Centrala begrepp
Multi-scale representation enhances point-based NeRF for improved rendering quality.
Sammanfattning
The content introduces PointNeRF++, a multi-scale, point-based neural radiance field method that addresses issues with sparse or incomplete point clouds. By aggregating points at multiple scale levels and incorporating a global voxel, the method outperforms existing NeRF-based methods on various datasets. The approach unifies classical and point-based NeRF formulations, providing better novel-view synthesis in challenging real-world scenarios.
Introduction:
- Neural Radiance Fields (NeRF) have revolutionized novel-view synthesis.
- Challenges persist in applying NeRF to real-world scenarios with sparse camera overlaps.
- Leveraging point clouds can enhance scene representations.
Method:
- Multi-scale aggregation strategy is introduced to handle sparsity in point clouds.
- Tri-plane representation replaces MLPs for coarser scales.
- Global voxel inclusion unifies classical and point-based NeRF formulations.
Results:
- Outperforming state-of-the-art methods on datasets like KITTI-360, ScanNet, and NeRF Synthetic.
- Significantly improving renderings in regions with low point cloud density or no points.
Ablation Study:
- Number of scale levels impacts performance, with the global scale playing a crucial role.
- Tri-plane representation performs slightly better than MLPs at coarsest scales.

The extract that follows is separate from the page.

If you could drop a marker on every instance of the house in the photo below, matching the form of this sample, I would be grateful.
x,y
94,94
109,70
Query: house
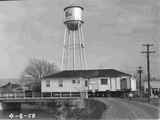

- Adding a global voxel improves overall performance compared to using local scales only.
- The method remains effective even at drastic downsampling rates of the point cloud.
Conclusion:
The multi-scale approach of PointNeRF++ shows promise in addressing challenges with sparse or incomplete point clouds, pushing the boundaries of novel-view synthesis closer to practical applications.
Statistik
To deal with sparsity, we average across multiple scale levels—but only among those that are valid, i.e., that have enough neighboring points in proximity to the ray of a pixel.
Our method achieves the best performance among methods that supervise only with color on KITTI-360 dataset.
Citat
"Our solution leads to much better novel-view synthesis in challenging real-world situations with sparse or incomplete point clouds."
"We introduce an effective multi-scale representation for point-based NeRF."